新型コロナウイルス拡大の影響により、リモートワークや在宅勤務の普及も進んでいますが、業務上の制約などからオフィスへの通勤を続けている方も多くいるでしょう。
コロナ禍前のような、すし詰めの満員電車は減少傾向にありますが、それでも通勤時間帯の電車内の混雑ぶりはまだ密度が高いのが実情です。
今回のコラムでは、そのような状況で、誰もが被害に遭う可能性のある「痴漢冤罪」について、取り上げます。
万が一、痴漢冤罪に遭った場合に「やってはいけないこと」「やるべき対策と対処法」について刑事事件に詳しい弁護士が解説します。
「通勤や外出中に痴漢冤罪に巻き込まれるかもしれない」と不安に感じている方は、ぜひ最後までお読みください。
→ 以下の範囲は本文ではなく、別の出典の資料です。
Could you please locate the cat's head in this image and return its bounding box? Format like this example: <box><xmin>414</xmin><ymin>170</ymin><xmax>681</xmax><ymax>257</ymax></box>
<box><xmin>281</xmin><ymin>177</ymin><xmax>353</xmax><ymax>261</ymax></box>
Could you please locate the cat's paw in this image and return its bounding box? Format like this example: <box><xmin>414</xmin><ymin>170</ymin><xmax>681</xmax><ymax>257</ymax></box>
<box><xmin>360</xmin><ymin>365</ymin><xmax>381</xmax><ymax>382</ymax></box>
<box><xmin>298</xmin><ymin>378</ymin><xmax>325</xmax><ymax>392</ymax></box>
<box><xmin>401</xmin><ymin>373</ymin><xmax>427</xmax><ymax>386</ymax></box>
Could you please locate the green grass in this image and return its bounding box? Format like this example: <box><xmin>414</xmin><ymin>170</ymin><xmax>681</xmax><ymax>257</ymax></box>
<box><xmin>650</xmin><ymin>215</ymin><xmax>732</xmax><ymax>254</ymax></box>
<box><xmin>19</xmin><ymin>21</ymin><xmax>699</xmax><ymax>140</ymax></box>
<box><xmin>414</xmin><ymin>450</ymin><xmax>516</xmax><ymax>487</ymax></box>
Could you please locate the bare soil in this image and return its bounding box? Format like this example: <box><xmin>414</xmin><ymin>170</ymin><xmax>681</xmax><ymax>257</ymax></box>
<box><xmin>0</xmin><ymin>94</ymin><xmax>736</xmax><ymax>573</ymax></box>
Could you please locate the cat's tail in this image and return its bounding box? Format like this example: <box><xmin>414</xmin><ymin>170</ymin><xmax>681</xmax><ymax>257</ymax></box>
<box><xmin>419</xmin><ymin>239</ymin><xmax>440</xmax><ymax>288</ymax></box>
痴漢冤罪とは、実際に痴漢行為に及んだわけでないのに、痴漢行為の疑いをかけられ、社会的な制裁を受けたり、不当な処遇や処分を受けたりすることです。
また、痴漢とは、相手の意に反して他人(性別や異性同性関係なく)に卑猥な言動におよぶことです。電車内での痴漢は、その行為の程度により該当する罪が変わり、次の2つの罪が適用されます。
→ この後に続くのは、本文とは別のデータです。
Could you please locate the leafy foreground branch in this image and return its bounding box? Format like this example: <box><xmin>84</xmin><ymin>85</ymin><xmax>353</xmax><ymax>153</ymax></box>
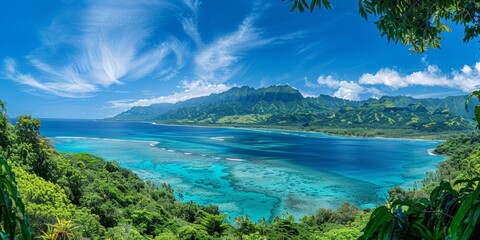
<box><xmin>363</xmin><ymin>177</ymin><xmax>480</xmax><ymax>239</ymax></box>
<box><xmin>0</xmin><ymin>158</ymin><xmax>31</xmax><ymax>239</ymax></box>
<box><xmin>0</xmin><ymin>98</ymin><xmax>480</xmax><ymax>240</ymax></box>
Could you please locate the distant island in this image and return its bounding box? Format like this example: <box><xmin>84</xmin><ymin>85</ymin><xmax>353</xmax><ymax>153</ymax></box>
<box><xmin>107</xmin><ymin>85</ymin><xmax>473</xmax><ymax>138</ymax></box>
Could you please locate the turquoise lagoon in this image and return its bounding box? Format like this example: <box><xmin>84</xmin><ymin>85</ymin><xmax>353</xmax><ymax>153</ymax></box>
<box><xmin>42</xmin><ymin>119</ymin><xmax>445</xmax><ymax>221</ymax></box>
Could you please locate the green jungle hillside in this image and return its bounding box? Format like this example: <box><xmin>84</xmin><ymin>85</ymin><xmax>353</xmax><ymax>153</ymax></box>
<box><xmin>112</xmin><ymin>86</ymin><xmax>473</xmax><ymax>136</ymax></box>
<box><xmin>0</xmin><ymin>97</ymin><xmax>480</xmax><ymax>240</ymax></box>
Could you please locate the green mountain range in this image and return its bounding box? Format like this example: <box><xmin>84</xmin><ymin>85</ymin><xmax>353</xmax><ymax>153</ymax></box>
<box><xmin>113</xmin><ymin>85</ymin><xmax>473</xmax><ymax>132</ymax></box>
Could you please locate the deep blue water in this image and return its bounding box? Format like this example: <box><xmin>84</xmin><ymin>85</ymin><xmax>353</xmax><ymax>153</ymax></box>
<box><xmin>41</xmin><ymin>119</ymin><xmax>444</xmax><ymax>220</ymax></box>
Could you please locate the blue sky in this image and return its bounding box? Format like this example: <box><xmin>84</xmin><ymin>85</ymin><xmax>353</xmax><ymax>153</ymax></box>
<box><xmin>0</xmin><ymin>0</ymin><xmax>480</xmax><ymax>118</ymax></box>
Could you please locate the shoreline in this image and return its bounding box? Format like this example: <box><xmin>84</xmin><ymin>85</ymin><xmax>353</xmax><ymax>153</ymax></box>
<box><xmin>142</xmin><ymin>120</ymin><xmax>454</xmax><ymax>142</ymax></box>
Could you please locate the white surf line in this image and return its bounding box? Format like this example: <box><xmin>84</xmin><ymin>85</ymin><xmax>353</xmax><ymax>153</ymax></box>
<box><xmin>210</xmin><ymin>136</ymin><xmax>234</xmax><ymax>141</ymax></box>
<box><xmin>53</xmin><ymin>136</ymin><xmax>160</xmax><ymax>144</ymax></box>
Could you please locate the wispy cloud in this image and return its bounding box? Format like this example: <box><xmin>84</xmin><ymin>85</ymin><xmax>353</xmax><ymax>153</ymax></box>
<box><xmin>3</xmin><ymin>0</ymin><xmax>187</xmax><ymax>97</ymax></box>
<box><xmin>195</xmin><ymin>15</ymin><xmax>271</xmax><ymax>83</ymax></box>
<box><xmin>107</xmin><ymin>80</ymin><xmax>232</xmax><ymax>110</ymax></box>
<box><xmin>317</xmin><ymin>75</ymin><xmax>382</xmax><ymax>100</ymax></box>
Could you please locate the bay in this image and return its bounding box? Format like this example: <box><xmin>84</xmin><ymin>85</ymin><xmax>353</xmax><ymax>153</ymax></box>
<box><xmin>42</xmin><ymin>119</ymin><xmax>445</xmax><ymax>221</ymax></box>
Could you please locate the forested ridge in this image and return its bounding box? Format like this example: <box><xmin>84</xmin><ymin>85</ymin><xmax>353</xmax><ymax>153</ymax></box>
<box><xmin>112</xmin><ymin>85</ymin><xmax>473</xmax><ymax>137</ymax></box>
<box><xmin>0</xmin><ymin>98</ymin><xmax>480</xmax><ymax>239</ymax></box>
迷惑防止条例違反に該当するのは、相手の身体に衣服の上から触れるなどの軽微な行為です。意図的でなくとも、触れられた相手が迷惑と感じれば該当する可能性が高いです。
迷惑防止条例は、全都道府県と一部の市町村がそれぞれ定めています。名称や条文などは各地方自治体によって異なりますが、規制や罰則などは大きく変わりません。
たとえば、東京都の「公衆に著しく迷惑をかける暴力的不良行為等の防止に関する条例」(迷惑防止条例)では、「公共の場所又は公共の乗物において、衣服その他の身に着ける物の上から又は直接に人の身体に触れること」を禁止し(同第5条)、違反した場合は6ヶ月以下の懲役または50万円以下の罰金が科せられます(同第8条)。
強制わいせつ罪は、悪質性の高いケースが該当します。
たとえば、スカートの中に手を入れて下着に触れる、下着に手を入れて身体を触るといった場合は、強制わいせつ罪に当たる可能性が高くなります。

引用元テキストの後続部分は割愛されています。